The team has conducted rational design mutations for Fpro, but the mutant enzyme activity test results have the following issues:
This project aims to address the global challenge of co contamination of multiple mycotoxins in agricultural products and is committed to developing efficient and safe enzymatic detoxification solutions. The research team has successfully achieved a strategic leap from "one enzyme, one effect" to "one enzyme, multiple effects", and significantly improved the catalytic performance of core enzyme components through systematic rational design and modification, laying a solid foundation for industrial applications.
At the beginning of the project, we used the highly efficient OTA hydrolase ADH3 obtained earlier as a prototype and successfully extracted its homologous enzyme, the amide hydrolase LlADEH derived from Lysobacter luteus, from the NCBI database through bioinformatics analysis. Sequence alignment shows that the similarity between the two is as high as 73%, and the key metal coordinating amino acids are completely conserved. Through heterologous expression and purification, it was confirmed that LlAHD is a homologous octamer with excellent enzymatic properties. Under optimal conditions (45 ° C, pH 8.5), its hydrolytic activity against OTA was doubled compared to ADH3, making it a more promising candidate enzyme.

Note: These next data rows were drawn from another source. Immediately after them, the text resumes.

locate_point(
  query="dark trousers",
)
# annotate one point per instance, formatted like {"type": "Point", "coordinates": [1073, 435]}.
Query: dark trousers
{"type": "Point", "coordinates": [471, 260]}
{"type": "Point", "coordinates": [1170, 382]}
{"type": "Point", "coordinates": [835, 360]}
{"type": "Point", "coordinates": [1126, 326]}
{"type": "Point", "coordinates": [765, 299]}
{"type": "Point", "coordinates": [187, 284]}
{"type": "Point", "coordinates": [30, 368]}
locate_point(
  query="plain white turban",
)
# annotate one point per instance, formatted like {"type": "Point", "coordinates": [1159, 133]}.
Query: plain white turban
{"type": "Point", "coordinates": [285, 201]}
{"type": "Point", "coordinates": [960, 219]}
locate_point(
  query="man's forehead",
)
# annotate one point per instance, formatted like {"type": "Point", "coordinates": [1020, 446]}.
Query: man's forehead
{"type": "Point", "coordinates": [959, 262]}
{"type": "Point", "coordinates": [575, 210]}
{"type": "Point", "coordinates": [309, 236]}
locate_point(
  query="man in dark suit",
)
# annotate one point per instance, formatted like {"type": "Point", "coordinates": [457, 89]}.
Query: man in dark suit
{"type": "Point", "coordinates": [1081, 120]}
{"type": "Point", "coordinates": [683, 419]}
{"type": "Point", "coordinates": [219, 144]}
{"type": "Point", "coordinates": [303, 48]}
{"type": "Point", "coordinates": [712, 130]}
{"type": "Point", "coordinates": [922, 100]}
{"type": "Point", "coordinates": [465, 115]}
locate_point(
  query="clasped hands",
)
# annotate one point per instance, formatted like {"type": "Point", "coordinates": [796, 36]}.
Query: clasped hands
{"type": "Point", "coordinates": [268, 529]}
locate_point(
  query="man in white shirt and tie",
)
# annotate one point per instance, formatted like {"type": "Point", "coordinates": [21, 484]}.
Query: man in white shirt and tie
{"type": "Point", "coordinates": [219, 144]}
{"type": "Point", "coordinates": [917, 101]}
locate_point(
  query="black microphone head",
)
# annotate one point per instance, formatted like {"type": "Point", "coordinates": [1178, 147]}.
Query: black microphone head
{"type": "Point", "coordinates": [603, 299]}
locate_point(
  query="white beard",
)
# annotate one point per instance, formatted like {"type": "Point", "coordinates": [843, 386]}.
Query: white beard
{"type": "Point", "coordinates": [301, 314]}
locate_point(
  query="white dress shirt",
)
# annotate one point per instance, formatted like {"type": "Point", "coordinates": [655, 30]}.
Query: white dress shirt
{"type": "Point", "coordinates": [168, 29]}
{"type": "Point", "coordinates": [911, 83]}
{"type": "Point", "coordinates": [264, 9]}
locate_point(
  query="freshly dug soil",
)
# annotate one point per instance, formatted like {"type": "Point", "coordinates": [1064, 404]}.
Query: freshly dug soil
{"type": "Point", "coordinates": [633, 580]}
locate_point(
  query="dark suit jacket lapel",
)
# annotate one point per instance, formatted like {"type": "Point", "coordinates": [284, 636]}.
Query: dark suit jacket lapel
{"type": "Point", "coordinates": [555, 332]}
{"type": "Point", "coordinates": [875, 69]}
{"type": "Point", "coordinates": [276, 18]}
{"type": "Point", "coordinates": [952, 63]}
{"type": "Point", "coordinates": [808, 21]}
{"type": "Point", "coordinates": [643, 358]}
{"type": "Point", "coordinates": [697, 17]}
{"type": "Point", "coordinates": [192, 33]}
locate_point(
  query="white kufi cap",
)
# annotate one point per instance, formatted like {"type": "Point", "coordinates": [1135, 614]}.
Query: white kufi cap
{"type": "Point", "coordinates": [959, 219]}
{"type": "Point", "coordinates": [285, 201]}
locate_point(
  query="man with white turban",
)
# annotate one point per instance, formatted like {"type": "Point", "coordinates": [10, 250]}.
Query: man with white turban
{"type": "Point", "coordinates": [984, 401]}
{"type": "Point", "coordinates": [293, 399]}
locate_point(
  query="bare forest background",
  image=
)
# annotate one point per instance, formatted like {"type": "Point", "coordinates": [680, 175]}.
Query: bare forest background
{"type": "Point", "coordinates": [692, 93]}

To gain a deeper understanding of the catalytic mechanism, we successfully resolved the complex structures of ADH3 and its substrates Phe and OTA (with a resolution of 2.5-2.7 Å). Based on structural analysis, we created an inactive mutant ADH3-D344N. Although this mutant lost enzyme activity, it became a key tool for analyzing the precise binding mode of OTA, revealing that the substrate binding pocket is composed of key amino acids such as S88, H163, L218, H253, and a dual core metal center.
We have successfully obtained efficient OTA hydrolase LlADEH and its mutant I326A, as well as S88E and D344N mutants of ADH3, through a strategy combining bioinformatics mining and rational design.

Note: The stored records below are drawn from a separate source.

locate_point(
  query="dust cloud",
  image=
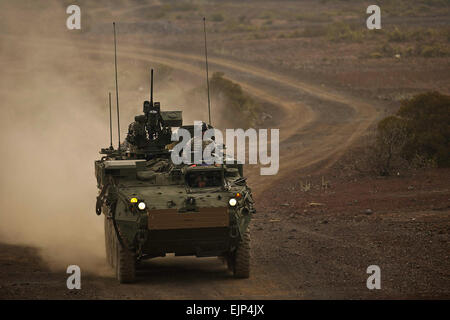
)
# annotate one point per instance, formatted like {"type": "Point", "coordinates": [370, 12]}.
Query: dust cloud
{"type": "Point", "coordinates": [52, 127]}
{"type": "Point", "coordinates": [54, 118]}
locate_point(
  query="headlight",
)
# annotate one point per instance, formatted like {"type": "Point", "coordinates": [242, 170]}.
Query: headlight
{"type": "Point", "coordinates": [141, 205]}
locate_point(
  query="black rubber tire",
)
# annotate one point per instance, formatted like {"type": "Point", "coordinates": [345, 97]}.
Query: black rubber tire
{"type": "Point", "coordinates": [125, 263]}
{"type": "Point", "coordinates": [241, 257]}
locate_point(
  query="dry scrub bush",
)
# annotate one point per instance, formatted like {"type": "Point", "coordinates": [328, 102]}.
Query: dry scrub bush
{"type": "Point", "coordinates": [417, 136]}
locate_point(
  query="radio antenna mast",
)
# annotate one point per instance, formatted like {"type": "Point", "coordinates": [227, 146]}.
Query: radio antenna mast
{"type": "Point", "coordinates": [207, 76]}
{"type": "Point", "coordinates": [151, 88]}
{"type": "Point", "coordinates": [110, 123]}
{"type": "Point", "coordinates": [117, 86]}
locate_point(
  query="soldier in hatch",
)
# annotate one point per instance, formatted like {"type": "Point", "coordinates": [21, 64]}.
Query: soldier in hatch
{"type": "Point", "coordinates": [137, 135]}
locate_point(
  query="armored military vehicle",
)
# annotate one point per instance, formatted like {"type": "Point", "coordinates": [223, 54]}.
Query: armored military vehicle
{"type": "Point", "coordinates": [152, 207]}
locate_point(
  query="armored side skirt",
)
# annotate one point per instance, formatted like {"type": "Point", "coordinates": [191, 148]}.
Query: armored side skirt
{"type": "Point", "coordinates": [200, 242]}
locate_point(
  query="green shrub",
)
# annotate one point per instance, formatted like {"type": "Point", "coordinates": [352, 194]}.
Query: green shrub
{"type": "Point", "coordinates": [427, 118]}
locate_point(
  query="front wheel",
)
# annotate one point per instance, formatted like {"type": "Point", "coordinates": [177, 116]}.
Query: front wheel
{"type": "Point", "coordinates": [239, 261]}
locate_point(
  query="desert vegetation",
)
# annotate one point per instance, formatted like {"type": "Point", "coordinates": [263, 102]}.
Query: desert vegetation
{"type": "Point", "coordinates": [418, 135]}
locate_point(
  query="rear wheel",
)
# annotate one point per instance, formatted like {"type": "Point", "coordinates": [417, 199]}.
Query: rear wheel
{"type": "Point", "coordinates": [239, 261]}
{"type": "Point", "coordinates": [125, 263]}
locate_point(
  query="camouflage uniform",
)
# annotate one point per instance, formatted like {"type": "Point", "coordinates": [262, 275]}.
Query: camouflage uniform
{"type": "Point", "coordinates": [137, 135]}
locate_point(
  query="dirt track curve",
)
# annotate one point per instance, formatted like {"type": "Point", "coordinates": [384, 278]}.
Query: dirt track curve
{"type": "Point", "coordinates": [318, 125]}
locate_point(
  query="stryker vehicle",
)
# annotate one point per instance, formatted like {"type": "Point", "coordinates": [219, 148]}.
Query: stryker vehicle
{"type": "Point", "coordinates": [152, 207]}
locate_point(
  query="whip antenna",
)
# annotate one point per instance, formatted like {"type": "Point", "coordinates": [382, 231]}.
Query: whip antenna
{"type": "Point", "coordinates": [151, 88]}
{"type": "Point", "coordinates": [110, 123]}
{"type": "Point", "coordinates": [207, 76]}
{"type": "Point", "coordinates": [117, 86]}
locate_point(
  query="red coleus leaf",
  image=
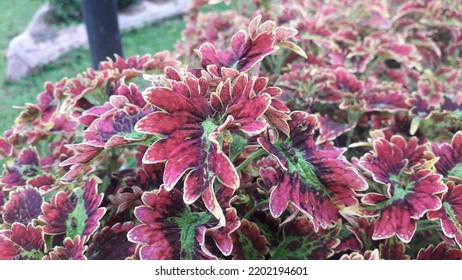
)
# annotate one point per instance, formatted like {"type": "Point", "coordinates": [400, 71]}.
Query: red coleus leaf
{"type": "Point", "coordinates": [27, 166]}
{"type": "Point", "coordinates": [222, 235]}
{"type": "Point", "coordinates": [300, 241]}
{"type": "Point", "coordinates": [84, 154]}
{"type": "Point", "coordinates": [450, 214]}
{"type": "Point", "coordinates": [246, 50]}
{"type": "Point", "coordinates": [190, 123]}
{"type": "Point", "coordinates": [5, 147]}
{"type": "Point", "coordinates": [315, 181]}
{"type": "Point", "coordinates": [72, 249]}
{"type": "Point", "coordinates": [111, 243]}
{"type": "Point", "coordinates": [76, 213]}
{"type": "Point", "coordinates": [22, 242]}
{"type": "Point", "coordinates": [23, 206]}
{"type": "Point", "coordinates": [169, 229]}
{"type": "Point", "coordinates": [393, 249]}
{"type": "Point", "coordinates": [249, 48]}
{"type": "Point", "coordinates": [357, 256]}
{"type": "Point", "coordinates": [407, 194]}
{"type": "Point", "coordinates": [440, 252]}
{"type": "Point", "coordinates": [249, 243]}
{"type": "Point", "coordinates": [116, 126]}
{"type": "Point", "coordinates": [450, 157]}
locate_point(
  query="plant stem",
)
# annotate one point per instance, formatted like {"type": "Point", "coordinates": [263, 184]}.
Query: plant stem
{"type": "Point", "coordinates": [255, 208]}
{"type": "Point", "coordinates": [253, 156]}
{"type": "Point", "coordinates": [428, 225]}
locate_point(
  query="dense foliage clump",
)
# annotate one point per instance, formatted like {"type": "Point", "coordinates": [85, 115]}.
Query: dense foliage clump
{"type": "Point", "coordinates": [314, 130]}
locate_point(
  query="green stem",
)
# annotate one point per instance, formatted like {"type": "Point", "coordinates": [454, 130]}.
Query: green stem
{"type": "Point", "coordinates": [428, 225]}
{"type": "Point", "coordinates": [253, 156]}
{"type": "Point", "coordinates": [266, 201]}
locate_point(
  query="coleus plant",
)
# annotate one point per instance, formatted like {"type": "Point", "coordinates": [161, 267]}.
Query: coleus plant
{"type": "Point", "coordinates": [310, 134]}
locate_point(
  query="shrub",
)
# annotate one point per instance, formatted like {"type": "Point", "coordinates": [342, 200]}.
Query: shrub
{"type": "Point", "coordinates": [324, 130]}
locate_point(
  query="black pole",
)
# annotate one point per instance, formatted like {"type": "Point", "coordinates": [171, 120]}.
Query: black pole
{"type": "Point", "coordinates": [100, 17]}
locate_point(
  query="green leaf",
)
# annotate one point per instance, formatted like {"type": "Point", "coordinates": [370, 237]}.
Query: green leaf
{"type": "Point", "coordinates": [456, 171]}
{"type": "Point", "coordinates": [75, 223]}
{"type": "Point", "coordinates": [188, 222]}
{"type": "Point", "coordinates": [236, 147]}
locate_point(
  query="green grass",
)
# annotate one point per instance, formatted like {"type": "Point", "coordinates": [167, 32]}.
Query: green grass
{"type": "Point", "coordinates": [14, 19]}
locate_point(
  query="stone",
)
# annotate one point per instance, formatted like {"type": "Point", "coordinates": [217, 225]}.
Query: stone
{"type": "Point", "coordinates": [43, 43]}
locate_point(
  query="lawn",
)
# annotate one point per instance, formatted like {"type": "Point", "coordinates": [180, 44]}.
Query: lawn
{"type": "Point", "coordinates": [14, 19]}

These achievements fully demonstrate the strong potential and effectiveness of structure guided rational design in enzyme engineering.
To achieve the goal of simultaneously degrading multiple toxins, we further explored Fpro enzymes derived from Bacillus megaterium. Preliminary verification shows that the enzyme can simultaneously degrade AFB1, OTA, ZEN, and patulin, demonstrating excellent "one enzyme four effect" ability, but the degradation efficiency needs to be improved. We have obtained preliminary electron microscopy images of its empty structure, providing a starting point for subsequent mechanism research and modification. Although there have been technical bottlenecks such as decreased activity in the current mutant targeting Fpro, this has clarified the next research focus.

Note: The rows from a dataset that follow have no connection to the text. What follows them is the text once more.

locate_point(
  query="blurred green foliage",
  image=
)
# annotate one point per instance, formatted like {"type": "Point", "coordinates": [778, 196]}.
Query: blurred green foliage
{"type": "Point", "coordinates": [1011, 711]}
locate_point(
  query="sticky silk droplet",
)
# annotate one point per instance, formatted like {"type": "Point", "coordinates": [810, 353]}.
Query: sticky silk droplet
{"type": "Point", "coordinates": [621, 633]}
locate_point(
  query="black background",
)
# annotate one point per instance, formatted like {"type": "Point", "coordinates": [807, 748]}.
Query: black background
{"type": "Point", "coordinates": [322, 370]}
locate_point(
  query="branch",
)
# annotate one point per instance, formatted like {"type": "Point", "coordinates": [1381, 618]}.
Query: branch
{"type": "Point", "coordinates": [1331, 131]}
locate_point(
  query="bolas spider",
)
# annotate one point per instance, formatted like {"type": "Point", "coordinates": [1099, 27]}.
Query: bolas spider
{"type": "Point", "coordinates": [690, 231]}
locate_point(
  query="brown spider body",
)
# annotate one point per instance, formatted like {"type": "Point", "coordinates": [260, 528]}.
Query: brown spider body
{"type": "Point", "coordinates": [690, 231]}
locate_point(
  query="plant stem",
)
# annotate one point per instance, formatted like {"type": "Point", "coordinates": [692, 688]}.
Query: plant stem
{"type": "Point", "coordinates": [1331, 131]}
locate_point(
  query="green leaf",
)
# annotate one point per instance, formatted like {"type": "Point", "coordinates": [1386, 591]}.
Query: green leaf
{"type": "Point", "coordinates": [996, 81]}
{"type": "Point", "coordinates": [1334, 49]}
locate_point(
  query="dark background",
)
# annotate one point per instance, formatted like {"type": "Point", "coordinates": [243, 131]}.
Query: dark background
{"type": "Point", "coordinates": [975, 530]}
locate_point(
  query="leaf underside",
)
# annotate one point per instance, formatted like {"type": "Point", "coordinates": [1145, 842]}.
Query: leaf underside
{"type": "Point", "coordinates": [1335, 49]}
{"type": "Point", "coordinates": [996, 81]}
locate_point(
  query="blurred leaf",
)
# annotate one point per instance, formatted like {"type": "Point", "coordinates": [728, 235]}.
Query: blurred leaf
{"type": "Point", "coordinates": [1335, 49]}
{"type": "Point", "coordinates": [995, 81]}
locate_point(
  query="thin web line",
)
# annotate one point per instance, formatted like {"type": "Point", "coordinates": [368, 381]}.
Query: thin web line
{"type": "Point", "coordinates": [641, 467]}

The enzyme element and rational design strategy developed in this study provide important technical means and theoretical basis for solving the problem of OTA and even more toxin contamination in agricultural products, which is of great significance for ensuring food safety and human health. Looking ahead to the future, research will focus on the following core directions to promote the commercialization of achievements: (1) overcoming the enzymatic hydrolysis efficiency and application bottlenecks of Fpro enzyme; (2) Constructing an efficient yeast expression system; (3) Systematic evaluation of industrial adaptability and safety.
In the future, it is necessary to accelerate the scientific research pace in the field of fungal toxin pollution prevention and control, strengthen interdisciplinary cooperation, and promote the development and implementation of more efficient and safe prevention and control technologies. At the same time, it is also necessary to raise public awareness of the hazards of fungal toxin pollution through science popularization and technical training, enhance the risk prevention awareness of the entire industry chain, jointly build a quality and safety guarantee system for agricultural products, and effectively safeguard the "safety on the tongue" of the people.